Hier setzt das Resilienz-Argument der Gründer an: Krankenhäuser seien ein Paradebeispiel für kritische Infrastruktur, deren Absicherung längst keine rein technische Frage mehr sei, sondern eine der europäischen Souveränität. Die Sorge: Erkenntnisse über neue, KI-getriebene Angriffsmuster zirkulierten oft nur in einem begrenzten Kreis großer US-Anbieter – Krankenhaussoftware-Hersteller und europäische Institutionen seien dabei selten am Tisch. Eine eigenständige europäische Antwort, die nicht aus den USA, Israel oder China komme, sieht das Team daher als Chance. Konsequenterweise habe man auch die Finanzierung „aus Europa und für für das globale Wachstum“ gestemmt – die IP bleibe aber in Europa.

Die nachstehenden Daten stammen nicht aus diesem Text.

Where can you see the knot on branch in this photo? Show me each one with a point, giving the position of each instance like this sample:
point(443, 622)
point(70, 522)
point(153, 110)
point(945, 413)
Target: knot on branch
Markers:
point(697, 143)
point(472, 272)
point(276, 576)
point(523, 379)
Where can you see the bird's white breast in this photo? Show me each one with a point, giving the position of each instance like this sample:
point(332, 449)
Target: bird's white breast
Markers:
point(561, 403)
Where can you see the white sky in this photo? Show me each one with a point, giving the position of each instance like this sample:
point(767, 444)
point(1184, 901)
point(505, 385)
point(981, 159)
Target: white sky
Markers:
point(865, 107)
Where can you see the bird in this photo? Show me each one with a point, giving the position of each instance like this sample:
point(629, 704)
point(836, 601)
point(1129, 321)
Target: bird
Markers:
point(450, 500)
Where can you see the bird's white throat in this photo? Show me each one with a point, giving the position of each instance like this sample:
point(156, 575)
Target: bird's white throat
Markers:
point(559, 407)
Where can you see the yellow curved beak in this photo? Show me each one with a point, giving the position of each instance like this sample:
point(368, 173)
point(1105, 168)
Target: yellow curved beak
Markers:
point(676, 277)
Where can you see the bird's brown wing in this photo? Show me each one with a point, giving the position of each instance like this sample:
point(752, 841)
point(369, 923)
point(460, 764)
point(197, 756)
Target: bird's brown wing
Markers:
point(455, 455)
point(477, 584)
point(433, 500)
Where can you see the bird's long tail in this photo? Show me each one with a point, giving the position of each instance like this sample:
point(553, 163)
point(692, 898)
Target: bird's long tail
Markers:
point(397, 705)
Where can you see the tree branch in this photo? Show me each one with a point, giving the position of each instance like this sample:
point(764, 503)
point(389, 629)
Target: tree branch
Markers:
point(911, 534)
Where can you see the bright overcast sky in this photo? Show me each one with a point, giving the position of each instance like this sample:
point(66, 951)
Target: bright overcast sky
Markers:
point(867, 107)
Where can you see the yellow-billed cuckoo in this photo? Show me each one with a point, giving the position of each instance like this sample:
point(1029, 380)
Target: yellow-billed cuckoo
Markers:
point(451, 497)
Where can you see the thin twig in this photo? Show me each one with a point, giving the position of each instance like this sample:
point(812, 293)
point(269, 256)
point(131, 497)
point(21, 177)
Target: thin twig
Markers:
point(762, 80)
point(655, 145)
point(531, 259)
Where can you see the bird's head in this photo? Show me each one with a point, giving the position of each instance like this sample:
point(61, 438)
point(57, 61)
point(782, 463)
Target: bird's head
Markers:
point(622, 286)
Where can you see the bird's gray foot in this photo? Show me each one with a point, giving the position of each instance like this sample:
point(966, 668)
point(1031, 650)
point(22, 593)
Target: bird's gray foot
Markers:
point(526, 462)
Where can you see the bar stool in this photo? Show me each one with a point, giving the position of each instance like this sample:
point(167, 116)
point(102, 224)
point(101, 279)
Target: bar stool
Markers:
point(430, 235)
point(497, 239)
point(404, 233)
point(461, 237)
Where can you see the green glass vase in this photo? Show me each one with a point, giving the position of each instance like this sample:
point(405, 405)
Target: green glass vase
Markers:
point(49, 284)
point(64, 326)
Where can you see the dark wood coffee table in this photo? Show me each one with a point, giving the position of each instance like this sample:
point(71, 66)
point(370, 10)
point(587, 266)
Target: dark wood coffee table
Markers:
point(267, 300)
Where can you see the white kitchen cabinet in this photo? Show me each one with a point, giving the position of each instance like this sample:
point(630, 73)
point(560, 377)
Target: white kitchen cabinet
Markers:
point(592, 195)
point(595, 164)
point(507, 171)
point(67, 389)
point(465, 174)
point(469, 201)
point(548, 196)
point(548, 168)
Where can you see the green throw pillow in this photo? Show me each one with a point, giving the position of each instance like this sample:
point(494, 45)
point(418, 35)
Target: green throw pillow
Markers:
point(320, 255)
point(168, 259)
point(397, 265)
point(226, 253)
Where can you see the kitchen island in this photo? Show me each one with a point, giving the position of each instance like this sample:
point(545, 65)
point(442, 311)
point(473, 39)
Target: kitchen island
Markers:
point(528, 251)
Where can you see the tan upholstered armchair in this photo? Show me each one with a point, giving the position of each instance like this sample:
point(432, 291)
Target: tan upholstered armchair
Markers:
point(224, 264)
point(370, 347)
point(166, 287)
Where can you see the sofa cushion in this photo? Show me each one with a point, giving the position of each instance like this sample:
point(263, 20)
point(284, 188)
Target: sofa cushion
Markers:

Die nächste Bedrohungsstufe sieht SecurITe in autonomen Agenten: Setzen Kliniken selbst KI-Agenten ein, könnten diese sich fehlverhalten; ein Angriff durch autonome Agenten sei zudem um ein Vielfaches gefährlicher als von einem menschlichen Akteur. Genau hier setzt das Produkt agentis360 an: Statt auf eine zentrale Instanz setzt es auf eigene Sensoren und kleine KI-Modelle, die direkt in der Infrastruktur sitzen und das Verhalten von Systemen und Agenten laufend auf Auffälligkeiten profilieren. Mit dem frischen Kapital will das Unternehmen die Produktentwicklung vorantreiben und parallel internationalen Vertrieb sowie Partnerschaften aufbauen – mit Europa als Ausgangspunkt und dem globalen Rollout für kritische Infrastruktur als nächstes Ziel.